OpenAI recently released an alternative method called Point-E for generating 3D objects from Text Prompts that takes less than two minutes on a single GPU, compared to other methods that can take several hours. This new model is based on diffusion models that are generative such as GLIDE and StableDiffusion, Infoq wrote on the topic.
The model pipeline starts by generating a synthetic view conditioned on text prompts. A 3D point cloud (1024 points) is then created over the synthetic view. Finally, a fine 3D point cloud (4096 points) is created conditioned on the low resolution point cloud and the synthetic view.

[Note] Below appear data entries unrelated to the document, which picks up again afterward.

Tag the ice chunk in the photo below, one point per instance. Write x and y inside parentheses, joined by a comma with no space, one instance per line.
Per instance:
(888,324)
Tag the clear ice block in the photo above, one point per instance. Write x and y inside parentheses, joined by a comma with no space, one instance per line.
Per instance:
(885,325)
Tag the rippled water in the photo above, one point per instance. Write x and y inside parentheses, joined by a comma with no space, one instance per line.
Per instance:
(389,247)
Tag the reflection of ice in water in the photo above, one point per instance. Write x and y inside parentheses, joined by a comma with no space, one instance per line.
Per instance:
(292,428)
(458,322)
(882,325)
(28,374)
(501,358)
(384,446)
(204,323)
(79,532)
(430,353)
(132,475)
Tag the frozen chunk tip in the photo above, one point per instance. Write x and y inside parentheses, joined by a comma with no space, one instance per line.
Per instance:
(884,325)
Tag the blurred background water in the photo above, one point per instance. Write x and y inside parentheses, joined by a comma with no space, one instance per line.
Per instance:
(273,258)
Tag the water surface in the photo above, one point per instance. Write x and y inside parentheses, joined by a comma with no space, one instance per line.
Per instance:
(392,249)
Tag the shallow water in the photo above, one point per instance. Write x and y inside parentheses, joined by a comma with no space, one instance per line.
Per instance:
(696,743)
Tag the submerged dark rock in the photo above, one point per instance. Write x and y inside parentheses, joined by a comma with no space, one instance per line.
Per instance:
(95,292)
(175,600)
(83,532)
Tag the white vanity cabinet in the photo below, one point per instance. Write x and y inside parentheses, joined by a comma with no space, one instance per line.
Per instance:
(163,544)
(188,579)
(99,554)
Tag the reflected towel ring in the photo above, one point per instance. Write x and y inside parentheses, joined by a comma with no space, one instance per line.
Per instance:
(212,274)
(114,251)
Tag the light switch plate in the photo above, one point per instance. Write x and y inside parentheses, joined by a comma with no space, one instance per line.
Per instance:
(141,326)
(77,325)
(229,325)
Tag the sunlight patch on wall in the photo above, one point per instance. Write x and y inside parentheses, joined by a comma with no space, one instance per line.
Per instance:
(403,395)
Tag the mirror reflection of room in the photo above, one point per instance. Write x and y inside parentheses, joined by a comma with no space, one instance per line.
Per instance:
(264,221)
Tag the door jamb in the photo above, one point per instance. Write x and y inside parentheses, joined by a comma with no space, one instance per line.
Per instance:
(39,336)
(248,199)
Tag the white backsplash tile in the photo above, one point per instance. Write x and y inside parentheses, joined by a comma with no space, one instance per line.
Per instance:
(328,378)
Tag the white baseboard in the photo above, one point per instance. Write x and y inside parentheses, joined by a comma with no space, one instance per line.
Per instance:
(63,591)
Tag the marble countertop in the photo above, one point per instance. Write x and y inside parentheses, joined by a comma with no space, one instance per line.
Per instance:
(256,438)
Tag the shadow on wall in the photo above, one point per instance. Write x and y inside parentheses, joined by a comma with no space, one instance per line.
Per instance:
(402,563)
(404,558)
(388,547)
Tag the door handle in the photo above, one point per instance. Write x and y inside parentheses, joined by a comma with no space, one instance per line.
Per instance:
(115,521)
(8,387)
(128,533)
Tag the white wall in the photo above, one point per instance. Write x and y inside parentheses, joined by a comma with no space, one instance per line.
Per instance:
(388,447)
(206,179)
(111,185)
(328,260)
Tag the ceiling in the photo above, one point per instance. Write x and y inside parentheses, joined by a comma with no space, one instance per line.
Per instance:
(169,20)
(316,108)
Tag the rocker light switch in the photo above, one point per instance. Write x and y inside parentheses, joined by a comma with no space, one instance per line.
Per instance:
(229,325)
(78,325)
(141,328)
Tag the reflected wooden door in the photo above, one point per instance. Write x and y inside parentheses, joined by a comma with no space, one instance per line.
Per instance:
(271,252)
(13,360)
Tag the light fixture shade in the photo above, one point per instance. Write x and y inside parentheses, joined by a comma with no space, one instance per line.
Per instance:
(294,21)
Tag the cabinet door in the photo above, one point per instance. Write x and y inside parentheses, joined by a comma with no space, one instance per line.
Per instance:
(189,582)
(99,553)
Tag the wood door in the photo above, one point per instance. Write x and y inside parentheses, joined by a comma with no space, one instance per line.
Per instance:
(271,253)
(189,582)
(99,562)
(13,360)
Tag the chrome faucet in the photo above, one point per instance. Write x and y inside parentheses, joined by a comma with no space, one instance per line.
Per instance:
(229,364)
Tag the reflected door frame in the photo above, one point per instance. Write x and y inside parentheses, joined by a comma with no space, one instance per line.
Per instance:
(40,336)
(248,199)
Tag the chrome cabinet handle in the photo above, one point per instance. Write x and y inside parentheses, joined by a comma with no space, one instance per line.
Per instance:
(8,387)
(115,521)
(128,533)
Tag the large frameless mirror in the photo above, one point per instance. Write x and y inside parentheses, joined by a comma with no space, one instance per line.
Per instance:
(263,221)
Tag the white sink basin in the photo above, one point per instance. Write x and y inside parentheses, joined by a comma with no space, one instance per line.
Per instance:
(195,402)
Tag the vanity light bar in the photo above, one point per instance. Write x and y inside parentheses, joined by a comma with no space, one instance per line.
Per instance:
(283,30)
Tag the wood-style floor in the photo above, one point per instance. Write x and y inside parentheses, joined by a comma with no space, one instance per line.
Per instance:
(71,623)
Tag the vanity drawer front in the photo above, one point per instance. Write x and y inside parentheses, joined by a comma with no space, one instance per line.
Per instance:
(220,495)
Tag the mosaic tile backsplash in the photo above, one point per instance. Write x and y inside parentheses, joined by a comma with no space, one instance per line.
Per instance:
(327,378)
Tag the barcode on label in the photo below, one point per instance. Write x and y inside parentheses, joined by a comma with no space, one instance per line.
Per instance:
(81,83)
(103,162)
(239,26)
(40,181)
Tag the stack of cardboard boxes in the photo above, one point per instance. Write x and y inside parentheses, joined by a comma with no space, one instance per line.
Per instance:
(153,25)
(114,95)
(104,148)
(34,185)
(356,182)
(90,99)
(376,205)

After obtaining a 3D point cloud with better resolution, the authors convert it into texture meshes and render them in Blender. The process uses a regression model to predict the signed distance field (SDF) of an object given its point cloud, and then marching cubes are applied to the resulting SDF to extract a mesh. Color assignment uses the “nearest neighbor” method to match each vertex to the nearest point in the original point cloud.
Earlier this year, Google released DreamFusion, an expanded version of Dream Fields, a generative 3D system the company introduced back in 2021. Comparing DreamFusion with Point-E based on a semantic metric called R-Precision, we can tell from the table above that the former performs better in this regard, i.e. it understands text cues better and the generated point cloud has better resolution. However, we can say that Point-E is much faster at outputting a 3D object with a point cloud.
The limitations of Point-E are the low texture and resolution of its 3D point cloud objects. It requires synthetic renderers, which could be replaced by real-world image conditioning. Semantic understanding from textual cues is not as good as with other state-of-the-art 3D object generation models.